The line is used by passenger trains operated by ScotRail between Glasgow Queen Street and Mallaig, with Class 153 and Class 156 diesel multiple units. In the summer, West Coast Railways operates The Jacobite steam train along the line. It is a popular tourist event in the area, and the viaduct is one of the major attractions of the line. The Royal Scotsman also operates on the line.

==Depiction==

The viaduct is commemorated on this Bank of Scotland £10 note.

The Glenfinnan Viaduct features on some Scottish banknotes. The 2007 series of notes issued by the Bank of Scotland depicts different bridges in Scotland as examples of Scottish engineering, and the £10 note features the Glenfinnan Viaduct.
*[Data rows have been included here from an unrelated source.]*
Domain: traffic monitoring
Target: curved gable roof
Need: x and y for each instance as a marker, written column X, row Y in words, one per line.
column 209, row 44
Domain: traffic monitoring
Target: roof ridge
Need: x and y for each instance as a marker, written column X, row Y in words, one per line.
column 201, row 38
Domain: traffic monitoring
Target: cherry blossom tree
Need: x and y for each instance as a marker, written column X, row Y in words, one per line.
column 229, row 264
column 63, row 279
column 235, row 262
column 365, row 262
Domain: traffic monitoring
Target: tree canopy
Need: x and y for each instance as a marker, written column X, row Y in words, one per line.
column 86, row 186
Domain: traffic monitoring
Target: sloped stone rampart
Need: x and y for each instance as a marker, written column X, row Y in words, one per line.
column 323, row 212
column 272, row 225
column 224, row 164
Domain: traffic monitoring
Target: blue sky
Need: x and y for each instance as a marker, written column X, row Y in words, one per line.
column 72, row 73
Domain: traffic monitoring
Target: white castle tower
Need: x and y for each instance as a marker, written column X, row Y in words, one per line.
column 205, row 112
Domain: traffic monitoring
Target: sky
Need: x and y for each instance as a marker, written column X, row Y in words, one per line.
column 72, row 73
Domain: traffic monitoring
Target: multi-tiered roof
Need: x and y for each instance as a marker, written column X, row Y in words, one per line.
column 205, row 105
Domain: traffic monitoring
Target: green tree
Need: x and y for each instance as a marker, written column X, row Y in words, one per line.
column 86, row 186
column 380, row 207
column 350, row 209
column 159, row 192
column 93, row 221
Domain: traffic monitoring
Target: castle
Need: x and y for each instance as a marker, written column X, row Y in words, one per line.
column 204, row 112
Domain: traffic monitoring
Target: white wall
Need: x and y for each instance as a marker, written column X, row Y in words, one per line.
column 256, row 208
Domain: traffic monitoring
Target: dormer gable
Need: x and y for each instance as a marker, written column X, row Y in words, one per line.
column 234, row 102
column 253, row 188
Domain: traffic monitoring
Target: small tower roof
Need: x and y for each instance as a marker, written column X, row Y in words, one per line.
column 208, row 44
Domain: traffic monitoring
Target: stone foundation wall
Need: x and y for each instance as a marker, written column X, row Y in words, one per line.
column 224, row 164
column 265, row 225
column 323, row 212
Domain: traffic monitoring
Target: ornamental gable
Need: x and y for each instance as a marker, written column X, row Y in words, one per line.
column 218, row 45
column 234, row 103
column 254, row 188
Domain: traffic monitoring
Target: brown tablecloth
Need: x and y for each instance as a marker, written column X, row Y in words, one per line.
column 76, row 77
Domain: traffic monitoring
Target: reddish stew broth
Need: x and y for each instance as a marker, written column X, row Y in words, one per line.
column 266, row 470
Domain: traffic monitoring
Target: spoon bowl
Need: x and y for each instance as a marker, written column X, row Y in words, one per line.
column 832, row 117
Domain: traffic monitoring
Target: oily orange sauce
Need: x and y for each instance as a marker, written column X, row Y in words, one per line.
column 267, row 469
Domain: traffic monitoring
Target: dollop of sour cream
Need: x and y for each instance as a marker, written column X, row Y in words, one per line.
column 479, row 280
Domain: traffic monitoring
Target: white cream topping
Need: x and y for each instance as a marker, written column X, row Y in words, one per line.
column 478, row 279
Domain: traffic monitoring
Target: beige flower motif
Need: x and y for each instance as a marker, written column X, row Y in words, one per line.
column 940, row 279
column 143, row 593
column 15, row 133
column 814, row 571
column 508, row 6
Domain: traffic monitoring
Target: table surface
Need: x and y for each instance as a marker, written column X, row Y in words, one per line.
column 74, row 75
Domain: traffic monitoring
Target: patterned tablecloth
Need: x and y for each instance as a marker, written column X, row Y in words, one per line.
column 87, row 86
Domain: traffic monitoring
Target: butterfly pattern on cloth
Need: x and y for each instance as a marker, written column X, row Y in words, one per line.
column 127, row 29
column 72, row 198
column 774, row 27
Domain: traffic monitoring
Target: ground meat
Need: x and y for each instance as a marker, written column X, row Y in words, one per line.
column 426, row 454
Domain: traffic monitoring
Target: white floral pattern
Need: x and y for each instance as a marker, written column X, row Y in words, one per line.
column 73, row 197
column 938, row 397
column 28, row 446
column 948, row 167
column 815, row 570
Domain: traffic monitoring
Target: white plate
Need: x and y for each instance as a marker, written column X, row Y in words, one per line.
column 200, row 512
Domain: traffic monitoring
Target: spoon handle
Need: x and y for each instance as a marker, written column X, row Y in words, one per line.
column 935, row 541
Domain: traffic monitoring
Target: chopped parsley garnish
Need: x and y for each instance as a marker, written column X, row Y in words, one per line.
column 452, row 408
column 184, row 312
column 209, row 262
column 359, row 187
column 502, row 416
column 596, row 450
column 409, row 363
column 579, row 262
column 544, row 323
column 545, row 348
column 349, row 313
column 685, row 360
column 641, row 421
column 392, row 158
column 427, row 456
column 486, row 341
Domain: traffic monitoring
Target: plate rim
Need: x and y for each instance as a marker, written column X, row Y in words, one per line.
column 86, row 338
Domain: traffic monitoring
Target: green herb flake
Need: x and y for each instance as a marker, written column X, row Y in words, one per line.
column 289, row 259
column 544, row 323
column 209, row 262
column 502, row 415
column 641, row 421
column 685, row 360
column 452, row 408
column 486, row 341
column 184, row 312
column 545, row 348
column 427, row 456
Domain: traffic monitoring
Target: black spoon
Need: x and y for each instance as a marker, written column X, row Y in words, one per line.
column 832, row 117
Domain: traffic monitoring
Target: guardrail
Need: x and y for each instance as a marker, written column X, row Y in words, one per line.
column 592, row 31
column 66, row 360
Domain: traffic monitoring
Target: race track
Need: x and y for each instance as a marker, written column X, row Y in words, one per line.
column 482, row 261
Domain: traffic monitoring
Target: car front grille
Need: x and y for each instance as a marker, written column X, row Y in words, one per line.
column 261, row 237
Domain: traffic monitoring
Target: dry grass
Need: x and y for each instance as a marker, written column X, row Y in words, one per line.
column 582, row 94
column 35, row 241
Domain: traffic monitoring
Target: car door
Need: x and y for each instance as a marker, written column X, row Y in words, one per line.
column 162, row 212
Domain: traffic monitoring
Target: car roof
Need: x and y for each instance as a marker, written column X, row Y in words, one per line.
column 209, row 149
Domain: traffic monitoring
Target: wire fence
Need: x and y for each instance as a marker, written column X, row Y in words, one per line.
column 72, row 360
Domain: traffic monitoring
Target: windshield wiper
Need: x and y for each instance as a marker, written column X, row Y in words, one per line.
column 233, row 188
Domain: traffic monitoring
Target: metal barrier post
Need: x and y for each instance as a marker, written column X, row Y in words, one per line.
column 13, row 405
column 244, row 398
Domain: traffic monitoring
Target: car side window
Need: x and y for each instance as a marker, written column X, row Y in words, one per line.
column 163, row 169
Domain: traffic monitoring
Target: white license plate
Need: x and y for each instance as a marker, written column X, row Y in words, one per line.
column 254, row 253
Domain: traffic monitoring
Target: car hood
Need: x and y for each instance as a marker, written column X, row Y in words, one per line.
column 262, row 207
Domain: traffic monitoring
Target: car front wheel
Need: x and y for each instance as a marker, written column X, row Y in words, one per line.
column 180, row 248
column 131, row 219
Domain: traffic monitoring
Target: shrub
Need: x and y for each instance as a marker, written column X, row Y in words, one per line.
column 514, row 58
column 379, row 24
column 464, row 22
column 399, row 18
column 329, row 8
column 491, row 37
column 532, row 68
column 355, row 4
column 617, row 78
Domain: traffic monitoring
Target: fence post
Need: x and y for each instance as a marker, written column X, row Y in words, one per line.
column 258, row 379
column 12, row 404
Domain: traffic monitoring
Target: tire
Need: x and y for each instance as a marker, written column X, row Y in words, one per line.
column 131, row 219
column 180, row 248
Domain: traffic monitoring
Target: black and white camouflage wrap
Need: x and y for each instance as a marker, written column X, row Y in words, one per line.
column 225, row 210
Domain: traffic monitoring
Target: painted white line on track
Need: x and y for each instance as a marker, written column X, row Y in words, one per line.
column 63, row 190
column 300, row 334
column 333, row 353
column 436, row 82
The Glenfinnan Viaduct has attracted increased fame beyond Scotland as a filming location for the Harry Potter film series, featuring in four of the films. Thus, the viaduct is sometimes referred to as "The Harry Potter Bridge". The association has led to hundreds of thousands more tourists each year, a significant strain on the hamlet of Glenfinnan and its vicinity. After its appearance in Harry Potter, British Transport Police had to warn fans not to walk on the viaduct after a handful of close calls between pedestrians and trains had occurred.